I don't understand how spl_nand_fit_read is supposed to work. This
function has been seemingly hacked together by multiple people over the
years, and it (presumably) (somehow) works despite mass confusion of
units. I tried to do some refactoring, but the contradictions make it
very difficult to determine what is a bug and what is intentional.

Lets start with the basics. spl_nand_fit_read is used to implement
spl_load_info.load. I've reproduced the documentation for this function
below:

>  read() - Read from device
> 
>  @load: Information about the load state
>  @sector: Sector number to read from (each @load->bl_len bytes)
>  @count: Number of sectors to read
>  @buf: Buffer to read into
>  @return number of sectors read, 0 on error

In particular, both @sector and @count are in units of load.bl_len. In
addition, the return value should be @count on success.

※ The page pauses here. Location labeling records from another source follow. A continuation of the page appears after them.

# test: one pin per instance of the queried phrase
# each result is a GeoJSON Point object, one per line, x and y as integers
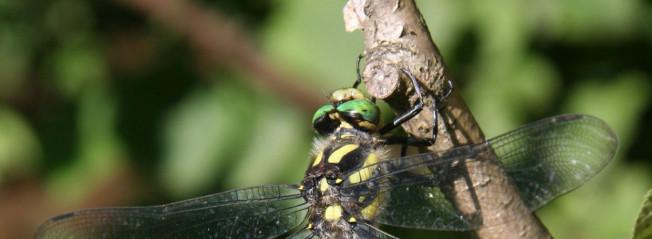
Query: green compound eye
{"type": "Point", "coordinates": [322, 111]}
{"type": "Point", "coordinates": [361, 109]}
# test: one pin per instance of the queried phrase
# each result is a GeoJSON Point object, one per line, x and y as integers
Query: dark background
{"type": "Point", "coordinates": [122, 103]}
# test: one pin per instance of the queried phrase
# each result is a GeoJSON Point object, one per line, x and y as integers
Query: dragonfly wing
{"type": "Point", "coordinates": [553, 156]}
{"type": "Point", "coordinates": [256, 212]}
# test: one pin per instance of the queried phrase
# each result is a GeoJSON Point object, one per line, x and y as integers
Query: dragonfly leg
{"type": "Point", "coordinates": [436, 106]}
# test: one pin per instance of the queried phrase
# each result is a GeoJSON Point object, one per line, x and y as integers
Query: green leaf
{"type": "Point", "coordinates": [643, 227]}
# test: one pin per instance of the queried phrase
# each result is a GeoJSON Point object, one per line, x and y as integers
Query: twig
{"type": "Point", "coordinates": [396, 37]}
{"type": "Point", "coordinates": [223, 42]}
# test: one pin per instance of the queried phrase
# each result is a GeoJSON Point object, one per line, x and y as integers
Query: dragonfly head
{"type": "Point", "coordinates": [347, 108]}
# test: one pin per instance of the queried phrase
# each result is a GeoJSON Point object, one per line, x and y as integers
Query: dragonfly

> static ulong spl_nand_fit_read(struct spl_load_info *load, ulong offs,
> 			       ulong size, void *dst)
> {
> 	int err;
> #ifdef CONFIG_SYS_NAND_BLOCK_SIZE

The following logic was introduced in commit 9f6a14c47f ("spl: fit:
nand: fix fit loading in case of bad blocks"). However, at the time it
was not guarded by the above ifdef. nand_spl_adjust_offset is not
defined for all nand drivers. It is defined for at least mxs, am335x,
atmel, and simple. Additionally, some drivers (such as rockchip)
implement bad block skipping in nand_spl_load_image.

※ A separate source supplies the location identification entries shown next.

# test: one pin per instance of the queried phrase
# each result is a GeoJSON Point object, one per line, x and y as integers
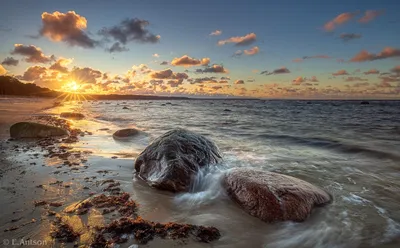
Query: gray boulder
{"type": "Point", "coordinates": [172, 160]}
{"type": "Point", "coordinates": [273, 197]}
{"type": "Point", "coordinates": [35, 130]}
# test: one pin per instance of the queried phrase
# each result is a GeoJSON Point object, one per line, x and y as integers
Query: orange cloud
{"type": "Point", "coordinates": [213, 69]}
{"type": "Point", "coordinates": [370, 15]}
{"type": "Point", "coordinates": [32, 54]}
{"type": "Point", "coordinates": [281, 70]}
{"type": "Point", "coordinates": [353, 79]}
{"type": "Point", "coordinates": [216, 32]}
{"type": "Point", "coordinates": [2, 70]}
{"type": "Point", "coordinates": [298, 81]}
{"type": "Point", "coordinates": [67, 27]}
{"type": "Point", "coordinates": [252, 51]}
{"type": "Point", "coordinates": [188, 61]}
{"type": "Point", "coordinates": [340, 73]}
{"type": "Point", "coordinates": [395, 69]}
{"type": "Point", "coordinates": [240, 40]}
{"type": "Point", "coordinates": [60, 65]}
{"type": "Point", "coordinates": [10, 61]}
{"type": "Point", "coordinates": [297, 60]}
{"type": "Point", "coordinates": [387, 52]}
{"type": "Point", "coordinates": [339, 20]}
{"type": "Point", "coordinates": [239, 82]}
{"type": "Point", "coordinates": [33, 73]}
{"type": "Point", "coordinates": [372, 71]}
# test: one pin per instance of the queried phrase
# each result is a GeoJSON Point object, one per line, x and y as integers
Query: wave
{"type": "Point", "coordinates": [112, 119]}
{"type": "Point", "coordinates": [331, 144]}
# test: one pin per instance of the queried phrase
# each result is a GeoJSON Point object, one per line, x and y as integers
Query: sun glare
{"type": "Point", "coordinates": [71, 86]}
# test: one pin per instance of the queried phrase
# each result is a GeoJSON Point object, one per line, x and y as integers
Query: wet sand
{"type": "Point", "coordinates": [49, 189]}
{"type": "Point", "coordinates": [15, 109]}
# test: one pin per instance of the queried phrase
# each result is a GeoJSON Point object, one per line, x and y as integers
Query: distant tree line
{"type": "Point", "coordinates": [12, 86]}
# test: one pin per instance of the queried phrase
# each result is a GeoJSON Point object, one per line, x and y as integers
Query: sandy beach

It's not at all clear to me that there is common config which determines
whether nand_spl_adjust_offset is implemented. Nevertheless, in commit
aa0032f672 ("spl: fit: nand: allow for non-page-aligned elements"), the
above directive selects different code if CONFIG_SYS_NAND_BLOCK_SIZE is
defined.

> 	ulong sector;
> 
> 	sector = *(int *)load->priv;

This is the offset passed to nand_spl_load_image. This
offset is in units of bytes, and is aligned to the block size. However,
it is *not* set if CONFIG_SPL_LOAD_IMX_CONTAINER is enabled. Oops.

> 	offs = sector + nand_spl_adjust_offset(sector, offs - sector);

The documentation for this this function is as follows

> nand_spl_adjust_offset - Adjust offset from a starting sector
> @sector:	Address of the sector
> @offs:	Offset starting from @sector
>
> If one or more bad blocks are in the address space between @sector
> and @sector + @offs, @offs is increased by the NAND block size for
> each bad block found.

In particular, note that offs is in units of bytes. However, we know
from above that at this point in the function, offs is in units of
bl_len. Oops.

> #else
> 	offs *= load->bl_len;
> 	size *= load->bl_len;

This code path adjusts both offs and size to be in units of 

> #endif
> 	err = nand_spl_load_image(offs, size, dst);

So by the time we get here, one code path is in units of bytes, and the
other is in units of bl_len. nand_spl_load_image seems to expect bytes
(though there is no documentation, so I can't be sure).  Which of course
begs the question: how did the code introduced in 9f6a14c47f ever work?

> 	if (err)
> 		return 0;
> 
> 	return size / load->bl_len;

And of course, this should only be done if size is in units of bytes.

> }

I have some patches for what I think are bugs, but the logic of this
function is so confused that I am unable to determine if they actually
are bugs. I would greatly appreciate if some of the authors of the
mentioned commits could comment on their intent, and what they thought
the units of offs and size were.

--Sean